Yes, that’s pretty much what I was trying to get at; but then just giving up at some level and postulating a black box is too defeatist for my tastes.
Which black box would that be?
The fact that one cannot describe the exact process by which the brain interprets information?
Or the idea that the mind’s knowledge of itself just appears out of nowhere without being perceived?
One of these black boxes is unavoidable for now, as any attempt to fill it in suffers from the homunculus problem.
The other is not only unnecessary, but in fact is known to be impossible, because it requires information to come out of a black box without anything entering the box to begin with.
Well, pointing out our ignorance on the matter was my sole intention; and the fact remains that this ignorance prohibits you from categorically stating that thought must be perceived in the same way everything else must be for us to be aware of it, because if that were the case and universally applicable, then the regress would indeed be infinite and unbreakable. At some point, something else must happen; what, I have no idea.
Also, just because you or I can’t think of any other options, it doesn’t mean that there are none – it was once thought that, regarding the hens, either god did it or the whole thing came together by chance, until Darwin pointed out that there’s this whole evolution thingy that explained matters rather neatly. Perhaps our present ignorance just means that we are in need of a similar breakthrough regarding a theory of consciousness.

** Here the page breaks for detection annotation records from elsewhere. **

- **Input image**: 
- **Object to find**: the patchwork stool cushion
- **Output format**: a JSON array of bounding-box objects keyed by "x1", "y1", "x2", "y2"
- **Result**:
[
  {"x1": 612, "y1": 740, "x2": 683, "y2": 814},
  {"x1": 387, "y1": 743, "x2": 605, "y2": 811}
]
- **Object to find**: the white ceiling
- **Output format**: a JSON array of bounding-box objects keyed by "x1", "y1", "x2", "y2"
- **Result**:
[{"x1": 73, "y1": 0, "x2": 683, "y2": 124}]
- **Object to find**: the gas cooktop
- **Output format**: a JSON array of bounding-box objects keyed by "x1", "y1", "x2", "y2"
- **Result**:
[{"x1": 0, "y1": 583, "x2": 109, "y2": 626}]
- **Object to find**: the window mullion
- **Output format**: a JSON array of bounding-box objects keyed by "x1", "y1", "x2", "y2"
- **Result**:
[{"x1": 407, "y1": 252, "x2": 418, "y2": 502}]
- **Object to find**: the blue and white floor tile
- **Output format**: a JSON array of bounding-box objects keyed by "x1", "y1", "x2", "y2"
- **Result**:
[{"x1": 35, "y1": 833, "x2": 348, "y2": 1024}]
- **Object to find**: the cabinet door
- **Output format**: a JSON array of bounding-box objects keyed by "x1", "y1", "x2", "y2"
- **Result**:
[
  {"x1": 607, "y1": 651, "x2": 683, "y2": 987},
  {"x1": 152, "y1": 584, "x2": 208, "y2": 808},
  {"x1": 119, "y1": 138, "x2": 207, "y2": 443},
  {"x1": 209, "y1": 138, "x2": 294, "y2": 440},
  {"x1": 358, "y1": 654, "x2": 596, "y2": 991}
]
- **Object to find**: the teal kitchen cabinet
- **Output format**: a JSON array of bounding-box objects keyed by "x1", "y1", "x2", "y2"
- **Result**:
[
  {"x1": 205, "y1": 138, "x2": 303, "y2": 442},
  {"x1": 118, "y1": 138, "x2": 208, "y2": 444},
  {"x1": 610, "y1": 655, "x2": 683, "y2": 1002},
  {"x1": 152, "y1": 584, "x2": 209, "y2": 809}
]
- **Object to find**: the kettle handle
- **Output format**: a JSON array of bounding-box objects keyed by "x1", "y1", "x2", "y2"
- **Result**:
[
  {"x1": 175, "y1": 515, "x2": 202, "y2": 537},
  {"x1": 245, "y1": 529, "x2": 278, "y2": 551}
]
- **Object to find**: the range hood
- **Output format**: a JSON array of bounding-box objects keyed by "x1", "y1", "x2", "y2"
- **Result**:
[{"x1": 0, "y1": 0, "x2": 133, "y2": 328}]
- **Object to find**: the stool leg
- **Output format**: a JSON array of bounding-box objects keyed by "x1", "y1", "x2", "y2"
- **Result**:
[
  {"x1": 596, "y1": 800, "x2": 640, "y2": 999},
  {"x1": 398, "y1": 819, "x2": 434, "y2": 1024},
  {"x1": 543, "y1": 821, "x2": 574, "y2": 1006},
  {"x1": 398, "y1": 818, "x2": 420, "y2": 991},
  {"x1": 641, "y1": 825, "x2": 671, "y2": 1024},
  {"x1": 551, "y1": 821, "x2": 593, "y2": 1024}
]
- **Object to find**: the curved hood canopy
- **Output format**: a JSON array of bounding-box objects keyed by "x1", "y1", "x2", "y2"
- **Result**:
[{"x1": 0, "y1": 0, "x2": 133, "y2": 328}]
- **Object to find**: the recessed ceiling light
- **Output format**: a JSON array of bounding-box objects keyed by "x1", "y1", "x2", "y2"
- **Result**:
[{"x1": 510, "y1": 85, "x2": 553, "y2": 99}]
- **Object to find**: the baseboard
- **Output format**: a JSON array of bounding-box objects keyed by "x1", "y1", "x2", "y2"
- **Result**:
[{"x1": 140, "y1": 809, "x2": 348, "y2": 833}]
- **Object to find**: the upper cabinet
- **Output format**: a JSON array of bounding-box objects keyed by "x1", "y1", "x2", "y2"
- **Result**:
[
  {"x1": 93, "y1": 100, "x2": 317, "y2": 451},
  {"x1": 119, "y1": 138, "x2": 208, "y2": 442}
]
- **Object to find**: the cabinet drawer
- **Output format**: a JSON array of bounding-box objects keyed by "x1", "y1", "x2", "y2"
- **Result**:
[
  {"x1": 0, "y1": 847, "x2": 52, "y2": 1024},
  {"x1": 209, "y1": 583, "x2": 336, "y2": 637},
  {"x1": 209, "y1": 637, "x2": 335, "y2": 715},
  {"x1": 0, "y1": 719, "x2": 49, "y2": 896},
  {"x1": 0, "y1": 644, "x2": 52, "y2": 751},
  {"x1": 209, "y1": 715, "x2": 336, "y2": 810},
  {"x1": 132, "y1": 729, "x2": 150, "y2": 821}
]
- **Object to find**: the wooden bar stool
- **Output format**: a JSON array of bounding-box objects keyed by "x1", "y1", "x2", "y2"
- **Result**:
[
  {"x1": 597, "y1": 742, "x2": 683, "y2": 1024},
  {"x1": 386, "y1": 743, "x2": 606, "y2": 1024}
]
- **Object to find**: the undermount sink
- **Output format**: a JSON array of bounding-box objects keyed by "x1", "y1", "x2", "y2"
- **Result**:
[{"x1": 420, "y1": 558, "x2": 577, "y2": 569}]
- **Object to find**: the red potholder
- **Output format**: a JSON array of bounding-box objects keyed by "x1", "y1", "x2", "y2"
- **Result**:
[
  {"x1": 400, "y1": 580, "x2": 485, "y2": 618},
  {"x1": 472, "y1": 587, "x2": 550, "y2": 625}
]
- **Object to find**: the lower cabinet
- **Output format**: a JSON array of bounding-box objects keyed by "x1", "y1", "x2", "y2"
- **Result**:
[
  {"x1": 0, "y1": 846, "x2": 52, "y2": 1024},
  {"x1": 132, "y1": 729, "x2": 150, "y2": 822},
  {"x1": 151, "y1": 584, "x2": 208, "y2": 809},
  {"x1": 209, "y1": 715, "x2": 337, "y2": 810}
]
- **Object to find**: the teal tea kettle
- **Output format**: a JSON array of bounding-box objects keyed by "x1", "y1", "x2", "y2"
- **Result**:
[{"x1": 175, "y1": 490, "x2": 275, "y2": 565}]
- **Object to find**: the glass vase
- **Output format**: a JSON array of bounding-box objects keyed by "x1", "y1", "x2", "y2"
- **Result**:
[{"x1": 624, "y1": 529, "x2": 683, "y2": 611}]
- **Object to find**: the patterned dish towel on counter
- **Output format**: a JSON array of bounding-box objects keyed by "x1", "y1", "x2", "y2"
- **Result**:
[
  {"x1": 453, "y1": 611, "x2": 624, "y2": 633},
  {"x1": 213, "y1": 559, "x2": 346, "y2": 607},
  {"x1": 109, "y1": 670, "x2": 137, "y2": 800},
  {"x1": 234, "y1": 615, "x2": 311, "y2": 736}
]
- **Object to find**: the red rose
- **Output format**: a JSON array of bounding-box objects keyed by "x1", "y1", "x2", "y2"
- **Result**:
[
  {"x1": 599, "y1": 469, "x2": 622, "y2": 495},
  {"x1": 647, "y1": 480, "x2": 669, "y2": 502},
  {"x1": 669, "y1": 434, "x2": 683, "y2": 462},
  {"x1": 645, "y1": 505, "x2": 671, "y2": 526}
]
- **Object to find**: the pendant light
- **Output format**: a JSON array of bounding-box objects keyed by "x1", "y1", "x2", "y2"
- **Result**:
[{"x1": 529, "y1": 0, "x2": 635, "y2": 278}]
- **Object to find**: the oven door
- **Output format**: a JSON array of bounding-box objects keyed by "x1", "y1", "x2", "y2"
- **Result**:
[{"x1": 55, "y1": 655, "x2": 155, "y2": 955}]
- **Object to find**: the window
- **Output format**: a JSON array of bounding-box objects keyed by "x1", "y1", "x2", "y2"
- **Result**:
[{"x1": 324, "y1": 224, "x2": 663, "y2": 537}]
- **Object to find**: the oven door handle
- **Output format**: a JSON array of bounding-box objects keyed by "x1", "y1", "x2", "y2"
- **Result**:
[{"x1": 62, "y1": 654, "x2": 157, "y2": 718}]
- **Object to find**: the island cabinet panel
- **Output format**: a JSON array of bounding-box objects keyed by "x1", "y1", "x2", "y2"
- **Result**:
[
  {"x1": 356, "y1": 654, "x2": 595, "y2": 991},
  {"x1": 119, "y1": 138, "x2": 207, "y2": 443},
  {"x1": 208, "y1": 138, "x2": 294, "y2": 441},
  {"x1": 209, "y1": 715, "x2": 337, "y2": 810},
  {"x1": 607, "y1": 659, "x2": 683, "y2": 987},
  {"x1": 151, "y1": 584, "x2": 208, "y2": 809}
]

Who knows? Maybe consciousness is just a fabrication of our memory, and our recall of it nothing different than a computer readout on a viewscreen noone reads?
It necessarily is, and analogy is always suspect anyways. It’s not a case of hen[sub]1[/sub] giving birth to hen[sub]2[/sub]. But consciousness[sub]1[/sub] perceiving the actions of consciousness[sub]1[/sub] and, in turn, having that perception evaluated by consciousness[sub]1[/sub], and that evaluation perceived and then evaluated by consciousness[sub]1[/sub], and so on.
It’s a Strange Loop because, for instance, whatever level of the hierarchy you get to, in order to be apprehended it must be perceived. But perception was the basic, first level function.
This is not, at all, a convincing argument.
There’s nothing, at all, to suggest that the Strange Loop can’t just keep looping and various ‘functions’ of mind can’t be used upon each other or themselves, for that matter.
It is an ‘infinite regress’ in a manner similar but different to mathematical infinity. You can always take the previous number and add one to it. Numbers go on forever and we know this without having to count them. Thoughts, however, do not. You always perceive that you have perceived something, and perceive that you have perceived that you perceived it, and so on. But at some point you die of old age, so it’s not truly infinite. It’s more accurate to say that it is limitlessly recursive.